Manuel Castro Almeida, Portugal’s Minister of Economy, made the announcement at the launch of a new public awareness campaign. He called illegal gambling a “plague” that harms families and the wider economy.
“Illegal online gambling destroys many people, many families, many individuals, and it’s also terrible for the economy,” Castro Almeida said.
What the New Law Would Cover
The proposed legislation would update Portugal’s existing online gambling rules. The minister said the focus would be on oversight, sanctions, active prevention, and raising public awareness about the risks of illegal platforms.
Castro Almeida also invited industry stakeholders to contribute ideas, saying the government is open to changes if they help address the problem.
Portugal’s legal online gambling market is valued at around €24 billion. The minister warned that unlicensed activity is growing fast, fuelled by what he described as “the idea of impunity.”
A previous attempt by opposition party Livre to change the gambling law was rejected in parliament. The government is now moving forward with its own proposal.
Recent Reforms Already Underway
This announcement builds on a series of gambling reforms Portugal has already made in 2026.
In January, the country’s gaming regulator approved new product features for licensed operators. These included bet boosts, bonus buys, and bet builder options. The changes were designed to modernise the market and bring it in line with practices common across the EU.
Around the same time, authorities blocked access to Polymarket following the national election. The move was seen as a tougher approach toward unlicensed platforms operating in the country.
Then in April, Portugal took another step forward on player protection. The Gaming Regulation and Inspection Service, known as SRIJ, launched a unified self-exclusion portal on April 8, 2026.

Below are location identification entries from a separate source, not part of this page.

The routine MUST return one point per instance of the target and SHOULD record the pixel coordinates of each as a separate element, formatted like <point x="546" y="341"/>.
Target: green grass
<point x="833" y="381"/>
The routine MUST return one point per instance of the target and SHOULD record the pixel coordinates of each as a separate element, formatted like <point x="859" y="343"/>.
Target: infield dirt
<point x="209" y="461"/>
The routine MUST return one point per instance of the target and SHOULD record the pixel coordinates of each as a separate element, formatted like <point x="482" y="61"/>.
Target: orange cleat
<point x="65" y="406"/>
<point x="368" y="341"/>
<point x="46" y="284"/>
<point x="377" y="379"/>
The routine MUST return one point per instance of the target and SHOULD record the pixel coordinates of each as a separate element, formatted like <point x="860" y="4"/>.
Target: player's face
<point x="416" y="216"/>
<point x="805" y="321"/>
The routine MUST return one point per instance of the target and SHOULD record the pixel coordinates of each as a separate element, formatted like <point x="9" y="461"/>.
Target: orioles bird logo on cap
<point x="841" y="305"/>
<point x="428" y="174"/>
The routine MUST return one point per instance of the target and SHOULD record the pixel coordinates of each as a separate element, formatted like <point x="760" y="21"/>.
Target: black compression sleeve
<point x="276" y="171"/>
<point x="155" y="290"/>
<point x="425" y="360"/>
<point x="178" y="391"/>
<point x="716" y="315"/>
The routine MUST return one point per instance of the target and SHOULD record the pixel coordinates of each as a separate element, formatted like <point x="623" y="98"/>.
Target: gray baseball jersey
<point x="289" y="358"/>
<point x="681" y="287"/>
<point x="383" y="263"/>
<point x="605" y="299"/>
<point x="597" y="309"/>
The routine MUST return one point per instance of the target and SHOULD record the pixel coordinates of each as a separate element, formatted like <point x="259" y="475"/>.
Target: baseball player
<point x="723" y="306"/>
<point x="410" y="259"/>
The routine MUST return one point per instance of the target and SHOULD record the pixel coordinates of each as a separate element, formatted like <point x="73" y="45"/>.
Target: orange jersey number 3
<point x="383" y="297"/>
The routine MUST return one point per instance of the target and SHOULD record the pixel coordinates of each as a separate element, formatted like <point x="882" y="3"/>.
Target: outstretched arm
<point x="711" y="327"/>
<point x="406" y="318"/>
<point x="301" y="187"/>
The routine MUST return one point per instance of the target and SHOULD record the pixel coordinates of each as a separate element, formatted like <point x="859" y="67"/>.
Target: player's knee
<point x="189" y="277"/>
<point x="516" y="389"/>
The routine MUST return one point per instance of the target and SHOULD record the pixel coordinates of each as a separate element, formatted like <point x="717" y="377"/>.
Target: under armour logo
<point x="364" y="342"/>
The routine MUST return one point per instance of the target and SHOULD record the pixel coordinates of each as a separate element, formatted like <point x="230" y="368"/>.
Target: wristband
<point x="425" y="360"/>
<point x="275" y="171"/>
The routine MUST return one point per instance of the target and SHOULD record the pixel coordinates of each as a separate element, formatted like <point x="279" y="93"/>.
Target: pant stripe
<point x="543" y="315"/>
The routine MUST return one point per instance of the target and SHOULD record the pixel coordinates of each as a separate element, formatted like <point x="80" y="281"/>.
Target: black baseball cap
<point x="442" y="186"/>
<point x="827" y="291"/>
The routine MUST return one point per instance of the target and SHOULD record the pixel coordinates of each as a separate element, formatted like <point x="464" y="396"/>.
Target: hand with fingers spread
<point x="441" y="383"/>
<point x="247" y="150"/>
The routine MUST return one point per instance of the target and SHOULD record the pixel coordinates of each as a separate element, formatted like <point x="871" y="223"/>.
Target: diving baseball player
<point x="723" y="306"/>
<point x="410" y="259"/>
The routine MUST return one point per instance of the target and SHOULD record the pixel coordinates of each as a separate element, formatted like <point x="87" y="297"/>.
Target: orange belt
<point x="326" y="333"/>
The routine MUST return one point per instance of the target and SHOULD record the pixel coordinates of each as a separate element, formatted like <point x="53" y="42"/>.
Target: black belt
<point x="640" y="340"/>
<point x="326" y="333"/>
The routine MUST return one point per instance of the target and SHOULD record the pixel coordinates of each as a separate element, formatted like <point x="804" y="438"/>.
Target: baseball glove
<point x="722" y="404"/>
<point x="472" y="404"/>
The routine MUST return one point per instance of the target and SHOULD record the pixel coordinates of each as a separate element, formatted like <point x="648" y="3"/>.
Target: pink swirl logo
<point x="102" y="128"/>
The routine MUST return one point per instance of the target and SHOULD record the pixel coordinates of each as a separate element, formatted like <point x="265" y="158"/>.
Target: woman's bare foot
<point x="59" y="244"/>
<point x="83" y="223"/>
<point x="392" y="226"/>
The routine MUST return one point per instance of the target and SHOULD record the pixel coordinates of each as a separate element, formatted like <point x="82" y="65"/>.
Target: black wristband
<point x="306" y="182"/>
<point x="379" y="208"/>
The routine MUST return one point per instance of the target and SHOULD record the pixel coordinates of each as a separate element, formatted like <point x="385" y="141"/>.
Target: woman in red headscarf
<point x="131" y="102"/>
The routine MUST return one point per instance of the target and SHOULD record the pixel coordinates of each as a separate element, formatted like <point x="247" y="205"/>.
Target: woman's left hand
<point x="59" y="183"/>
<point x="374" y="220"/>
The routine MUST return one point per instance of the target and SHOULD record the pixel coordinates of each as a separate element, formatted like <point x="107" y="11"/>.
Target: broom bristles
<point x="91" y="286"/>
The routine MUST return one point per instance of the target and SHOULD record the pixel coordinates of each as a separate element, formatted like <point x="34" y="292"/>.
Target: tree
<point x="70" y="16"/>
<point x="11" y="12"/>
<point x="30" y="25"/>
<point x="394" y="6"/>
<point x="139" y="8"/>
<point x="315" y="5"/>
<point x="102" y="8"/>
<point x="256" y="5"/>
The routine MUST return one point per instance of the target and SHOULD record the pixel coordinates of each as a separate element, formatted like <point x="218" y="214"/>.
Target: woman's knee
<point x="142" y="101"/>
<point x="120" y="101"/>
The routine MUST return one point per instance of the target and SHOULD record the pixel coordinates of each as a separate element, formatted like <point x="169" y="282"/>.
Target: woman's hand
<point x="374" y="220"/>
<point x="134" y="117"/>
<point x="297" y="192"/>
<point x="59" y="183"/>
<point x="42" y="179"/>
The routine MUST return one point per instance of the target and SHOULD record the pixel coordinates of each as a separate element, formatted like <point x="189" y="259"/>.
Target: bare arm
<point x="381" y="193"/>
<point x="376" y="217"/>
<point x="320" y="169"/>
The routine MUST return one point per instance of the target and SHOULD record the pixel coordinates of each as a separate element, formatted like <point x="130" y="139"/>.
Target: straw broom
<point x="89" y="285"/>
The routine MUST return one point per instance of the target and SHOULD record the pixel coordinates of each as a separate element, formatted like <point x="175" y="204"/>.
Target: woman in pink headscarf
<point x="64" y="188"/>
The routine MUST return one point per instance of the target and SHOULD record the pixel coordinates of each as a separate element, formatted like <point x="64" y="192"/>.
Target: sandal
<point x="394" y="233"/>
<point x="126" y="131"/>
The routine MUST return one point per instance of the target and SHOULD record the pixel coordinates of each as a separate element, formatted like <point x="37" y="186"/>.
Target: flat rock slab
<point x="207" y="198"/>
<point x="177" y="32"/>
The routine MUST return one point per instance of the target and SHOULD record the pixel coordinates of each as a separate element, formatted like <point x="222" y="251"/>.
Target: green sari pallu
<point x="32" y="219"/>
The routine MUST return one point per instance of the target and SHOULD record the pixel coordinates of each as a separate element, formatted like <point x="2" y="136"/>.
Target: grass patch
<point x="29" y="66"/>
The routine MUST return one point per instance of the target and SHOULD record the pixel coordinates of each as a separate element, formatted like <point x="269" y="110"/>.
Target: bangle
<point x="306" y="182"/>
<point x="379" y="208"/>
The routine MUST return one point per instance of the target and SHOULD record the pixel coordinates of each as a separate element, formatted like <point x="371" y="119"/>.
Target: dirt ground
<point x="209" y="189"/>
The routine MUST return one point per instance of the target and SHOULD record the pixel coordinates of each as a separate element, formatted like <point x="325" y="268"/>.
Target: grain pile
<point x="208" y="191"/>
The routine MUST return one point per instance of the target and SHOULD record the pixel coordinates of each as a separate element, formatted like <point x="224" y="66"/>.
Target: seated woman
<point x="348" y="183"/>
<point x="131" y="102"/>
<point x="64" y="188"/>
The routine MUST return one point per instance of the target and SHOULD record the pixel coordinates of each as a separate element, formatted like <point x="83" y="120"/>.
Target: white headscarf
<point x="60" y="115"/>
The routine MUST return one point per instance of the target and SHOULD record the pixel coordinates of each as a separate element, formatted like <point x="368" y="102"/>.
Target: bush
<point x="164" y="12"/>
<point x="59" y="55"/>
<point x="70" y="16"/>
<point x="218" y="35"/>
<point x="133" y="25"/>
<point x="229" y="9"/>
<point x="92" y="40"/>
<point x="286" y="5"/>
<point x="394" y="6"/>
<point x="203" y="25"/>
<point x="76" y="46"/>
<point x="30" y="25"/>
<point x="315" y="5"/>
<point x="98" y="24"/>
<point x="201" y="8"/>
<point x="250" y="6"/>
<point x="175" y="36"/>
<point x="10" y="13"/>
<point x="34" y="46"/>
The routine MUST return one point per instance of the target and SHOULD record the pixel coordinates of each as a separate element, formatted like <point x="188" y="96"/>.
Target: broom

Before this system existed, players could get around self-exclusion bans by simply opening accounts with different operators. The new portal changed that.
Now all licensed platforms in Portugal are connected to a single database. When a user registers for self-exclusion, access is automatically blocked across every regulated operator in the country.
The upcoming summer legislation is expected to add enforcement teeth to these existing protections, targeting the unlicensed operators that fall outside the current framework entirely.